Patients do not need to show a GRC or birth certificate in order for the GRA 2004 to be in effect, so it is best practice to act as though every trans patient has one. This means always obtaining a trans patient’s written consent before sharing details about their social or medical transition, sometimes also called gender reassignment, with other services or individuals.

This includes information such as whether a patient is currently taking hormones or whether they have had any genital surgery, as well as information about previous names or the gender they were given at birth. Consent should always be obtained before information relating to the patient being trans is shared in referrals and this information should only be shared where it is clinically relevant, e.g. it would be appropriate when referring a trans man for a pelvic ultrasound but not when referring him to ENT.

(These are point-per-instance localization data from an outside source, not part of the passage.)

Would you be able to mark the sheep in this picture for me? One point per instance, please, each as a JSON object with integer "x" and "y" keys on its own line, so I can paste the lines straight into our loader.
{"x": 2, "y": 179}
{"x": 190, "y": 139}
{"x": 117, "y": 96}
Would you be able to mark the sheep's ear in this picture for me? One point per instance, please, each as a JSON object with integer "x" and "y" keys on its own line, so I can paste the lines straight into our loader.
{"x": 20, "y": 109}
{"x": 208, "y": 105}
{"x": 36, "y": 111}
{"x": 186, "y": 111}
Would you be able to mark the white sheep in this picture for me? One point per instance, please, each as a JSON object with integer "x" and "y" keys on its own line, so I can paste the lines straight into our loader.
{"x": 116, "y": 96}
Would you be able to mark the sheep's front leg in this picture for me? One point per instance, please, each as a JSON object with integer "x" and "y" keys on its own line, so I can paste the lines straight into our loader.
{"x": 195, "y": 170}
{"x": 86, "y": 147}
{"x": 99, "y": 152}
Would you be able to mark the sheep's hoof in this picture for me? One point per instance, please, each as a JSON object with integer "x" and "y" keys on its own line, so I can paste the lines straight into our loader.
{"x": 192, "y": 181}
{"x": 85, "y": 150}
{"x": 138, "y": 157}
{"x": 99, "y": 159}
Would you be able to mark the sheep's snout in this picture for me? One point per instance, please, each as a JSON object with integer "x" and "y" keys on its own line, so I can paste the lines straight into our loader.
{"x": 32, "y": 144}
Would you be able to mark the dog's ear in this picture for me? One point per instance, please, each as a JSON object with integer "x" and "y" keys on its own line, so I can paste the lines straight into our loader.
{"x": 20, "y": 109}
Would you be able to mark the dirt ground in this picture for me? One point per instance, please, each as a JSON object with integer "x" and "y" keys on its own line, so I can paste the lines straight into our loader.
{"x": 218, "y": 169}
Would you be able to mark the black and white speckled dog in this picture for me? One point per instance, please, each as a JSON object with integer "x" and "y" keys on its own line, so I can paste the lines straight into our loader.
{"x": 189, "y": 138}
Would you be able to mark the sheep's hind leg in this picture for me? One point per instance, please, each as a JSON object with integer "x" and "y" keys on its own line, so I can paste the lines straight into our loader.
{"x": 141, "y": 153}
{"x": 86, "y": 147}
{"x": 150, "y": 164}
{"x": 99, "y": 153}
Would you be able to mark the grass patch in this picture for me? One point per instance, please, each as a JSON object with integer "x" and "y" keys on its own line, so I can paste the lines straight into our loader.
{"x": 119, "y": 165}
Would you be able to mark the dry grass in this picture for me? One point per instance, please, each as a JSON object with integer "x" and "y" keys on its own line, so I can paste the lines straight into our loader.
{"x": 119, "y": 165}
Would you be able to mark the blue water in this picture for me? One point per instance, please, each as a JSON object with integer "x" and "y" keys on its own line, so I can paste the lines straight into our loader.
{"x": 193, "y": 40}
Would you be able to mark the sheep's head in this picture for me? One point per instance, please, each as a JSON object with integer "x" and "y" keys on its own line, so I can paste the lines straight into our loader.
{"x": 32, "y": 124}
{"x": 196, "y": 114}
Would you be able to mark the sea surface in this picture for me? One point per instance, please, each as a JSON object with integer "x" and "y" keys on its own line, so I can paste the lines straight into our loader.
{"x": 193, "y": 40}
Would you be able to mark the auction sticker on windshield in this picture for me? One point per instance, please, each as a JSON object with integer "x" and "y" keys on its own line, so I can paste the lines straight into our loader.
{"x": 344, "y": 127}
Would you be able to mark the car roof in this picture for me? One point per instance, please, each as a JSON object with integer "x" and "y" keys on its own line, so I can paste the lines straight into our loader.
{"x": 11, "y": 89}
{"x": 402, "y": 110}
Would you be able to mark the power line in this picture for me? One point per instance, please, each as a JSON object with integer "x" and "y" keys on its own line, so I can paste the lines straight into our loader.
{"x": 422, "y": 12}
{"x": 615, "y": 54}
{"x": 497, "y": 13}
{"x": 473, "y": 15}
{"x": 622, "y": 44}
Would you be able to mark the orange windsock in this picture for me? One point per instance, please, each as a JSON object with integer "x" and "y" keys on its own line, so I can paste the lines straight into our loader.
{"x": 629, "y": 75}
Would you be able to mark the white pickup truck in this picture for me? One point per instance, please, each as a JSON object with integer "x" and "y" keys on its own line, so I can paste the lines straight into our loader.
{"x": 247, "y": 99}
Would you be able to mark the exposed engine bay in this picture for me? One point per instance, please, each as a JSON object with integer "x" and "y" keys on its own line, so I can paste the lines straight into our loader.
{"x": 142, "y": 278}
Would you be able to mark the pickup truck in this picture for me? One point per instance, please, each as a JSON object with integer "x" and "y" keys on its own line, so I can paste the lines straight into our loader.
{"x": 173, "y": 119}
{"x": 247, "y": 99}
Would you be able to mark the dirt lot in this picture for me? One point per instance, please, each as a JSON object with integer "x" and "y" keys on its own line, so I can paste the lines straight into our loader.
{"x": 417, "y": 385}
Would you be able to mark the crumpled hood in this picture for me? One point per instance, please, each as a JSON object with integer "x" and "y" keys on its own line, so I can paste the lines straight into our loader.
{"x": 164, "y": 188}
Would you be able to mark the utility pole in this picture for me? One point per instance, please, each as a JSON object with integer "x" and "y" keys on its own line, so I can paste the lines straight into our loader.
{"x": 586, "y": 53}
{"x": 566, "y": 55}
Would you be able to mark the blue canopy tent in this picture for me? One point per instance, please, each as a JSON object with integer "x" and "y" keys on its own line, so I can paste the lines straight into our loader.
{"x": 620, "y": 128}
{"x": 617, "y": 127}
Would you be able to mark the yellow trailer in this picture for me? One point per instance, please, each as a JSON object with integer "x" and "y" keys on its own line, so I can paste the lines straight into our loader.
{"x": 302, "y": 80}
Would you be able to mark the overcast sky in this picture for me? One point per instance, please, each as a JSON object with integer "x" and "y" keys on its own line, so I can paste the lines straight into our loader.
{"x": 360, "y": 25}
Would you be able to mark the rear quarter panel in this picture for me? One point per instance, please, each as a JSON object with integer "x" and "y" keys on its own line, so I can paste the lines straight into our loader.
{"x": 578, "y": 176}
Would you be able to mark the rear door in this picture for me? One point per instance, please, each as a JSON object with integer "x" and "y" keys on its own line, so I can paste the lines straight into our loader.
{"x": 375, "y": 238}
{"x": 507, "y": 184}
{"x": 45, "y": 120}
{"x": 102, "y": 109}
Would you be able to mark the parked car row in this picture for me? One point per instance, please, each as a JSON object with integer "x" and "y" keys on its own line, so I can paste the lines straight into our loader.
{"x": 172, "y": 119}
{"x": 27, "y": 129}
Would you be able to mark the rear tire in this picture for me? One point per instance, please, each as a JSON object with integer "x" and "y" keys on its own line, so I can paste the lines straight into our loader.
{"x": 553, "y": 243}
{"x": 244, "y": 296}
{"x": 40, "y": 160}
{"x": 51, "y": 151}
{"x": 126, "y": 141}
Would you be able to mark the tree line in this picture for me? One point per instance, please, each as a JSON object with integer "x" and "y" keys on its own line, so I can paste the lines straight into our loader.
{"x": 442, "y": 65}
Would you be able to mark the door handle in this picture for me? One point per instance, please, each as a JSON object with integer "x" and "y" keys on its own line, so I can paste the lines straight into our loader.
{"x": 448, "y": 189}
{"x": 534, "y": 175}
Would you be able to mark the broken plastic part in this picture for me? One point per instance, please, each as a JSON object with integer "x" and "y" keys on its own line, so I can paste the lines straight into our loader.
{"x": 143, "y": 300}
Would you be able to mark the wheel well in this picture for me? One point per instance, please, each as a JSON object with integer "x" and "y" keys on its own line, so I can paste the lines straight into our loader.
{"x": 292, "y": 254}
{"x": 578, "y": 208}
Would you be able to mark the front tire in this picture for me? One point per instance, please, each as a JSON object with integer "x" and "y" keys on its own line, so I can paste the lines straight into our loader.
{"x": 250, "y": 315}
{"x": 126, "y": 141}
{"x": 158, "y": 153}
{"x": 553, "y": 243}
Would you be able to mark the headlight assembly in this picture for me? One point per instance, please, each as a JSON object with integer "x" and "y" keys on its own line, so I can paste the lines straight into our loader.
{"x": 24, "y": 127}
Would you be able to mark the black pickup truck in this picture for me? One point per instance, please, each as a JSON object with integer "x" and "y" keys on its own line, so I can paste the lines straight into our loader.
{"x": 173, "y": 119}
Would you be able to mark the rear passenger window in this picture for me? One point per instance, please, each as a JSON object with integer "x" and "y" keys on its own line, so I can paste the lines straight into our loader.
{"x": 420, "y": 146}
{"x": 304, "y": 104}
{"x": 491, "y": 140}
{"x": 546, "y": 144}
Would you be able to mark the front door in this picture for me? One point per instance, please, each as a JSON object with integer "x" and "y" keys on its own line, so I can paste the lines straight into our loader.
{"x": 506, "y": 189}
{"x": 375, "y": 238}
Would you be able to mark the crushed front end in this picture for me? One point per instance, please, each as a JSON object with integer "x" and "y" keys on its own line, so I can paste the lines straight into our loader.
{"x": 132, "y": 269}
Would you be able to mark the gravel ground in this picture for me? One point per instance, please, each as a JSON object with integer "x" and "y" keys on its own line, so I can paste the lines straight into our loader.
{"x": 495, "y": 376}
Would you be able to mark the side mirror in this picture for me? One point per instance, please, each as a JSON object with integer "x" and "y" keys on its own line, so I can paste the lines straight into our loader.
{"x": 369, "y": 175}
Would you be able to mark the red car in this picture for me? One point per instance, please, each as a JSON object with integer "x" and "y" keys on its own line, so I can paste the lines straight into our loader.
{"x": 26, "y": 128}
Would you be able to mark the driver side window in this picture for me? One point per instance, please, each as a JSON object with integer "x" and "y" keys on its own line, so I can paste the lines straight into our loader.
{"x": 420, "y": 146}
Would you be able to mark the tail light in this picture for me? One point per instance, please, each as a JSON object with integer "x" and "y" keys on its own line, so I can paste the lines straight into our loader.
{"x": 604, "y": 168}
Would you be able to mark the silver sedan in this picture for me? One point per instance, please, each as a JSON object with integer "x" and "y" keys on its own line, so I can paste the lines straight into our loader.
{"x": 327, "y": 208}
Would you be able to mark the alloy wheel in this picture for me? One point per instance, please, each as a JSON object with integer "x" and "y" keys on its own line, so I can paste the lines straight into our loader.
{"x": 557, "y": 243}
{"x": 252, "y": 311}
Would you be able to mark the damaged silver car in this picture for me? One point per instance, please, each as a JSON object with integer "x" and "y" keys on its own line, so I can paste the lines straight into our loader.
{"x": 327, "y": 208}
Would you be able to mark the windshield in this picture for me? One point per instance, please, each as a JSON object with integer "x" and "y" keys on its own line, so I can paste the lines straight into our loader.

Confidentiality guidelines

  • Be aware that careless talk can lead to a breach of confidentiality – discuss your work only with authorised personnel, preferably in private.
  • Always keep confidential documents away from prying eyes.
  • Verbal reporting should be carried out in private. If this is not possible, it should be delivered in a volume such that it can only be heard by those for whom it is intended.
  • When asking for confidential information in circumstances where the conversation can be overheard by others, conduct the interview in as quiet and discreet a manner as possible and preferably find somewhere private for the discussion.
  • There may be times when a young person attends on their own. On such occasions it may not be appropriate to enquire further as to the reason for the visit, and a referral to a clinician, or a practice nurse for triage, may be more appropriate.
  • Precautions should be taken to prevent telephone conversations being overheard.
  • Information should be given over the telephone only to the patient or, in the case of children, to their parent or guardian. However, care must be taken to ensure that the duty of confidentiality to a minor is not breached, even to a parent.
  • The duty of confidentiality owed to a person under 16 is as great as the duty owed to any other person.
  • When using computers, unauthorised access should be prevented by password protection and physical security such as locking the doors when offices are left unattended. Where possible, VDU screens should be positioned so they are visible only to the user.  Unwanted paper records should be disposed of safely by placing them in the locked Shred-It Bins and computer files on hard or floppy disks should be wiped clean when no longer required.
  • If unsure about authorisation to disclose, or a person’s authorisation to receive confidential information, always seek authorisation from a Partner or the Practice Manager before disclosing any personal health information.

Medical records and information must not be handed to the patient or relative. The traffic of such information, i.e. from one department to another, must be co-ordinated by Practice staff.

Updates

Please note that this policy is updated at least once a year and staff are trained on this policy annually.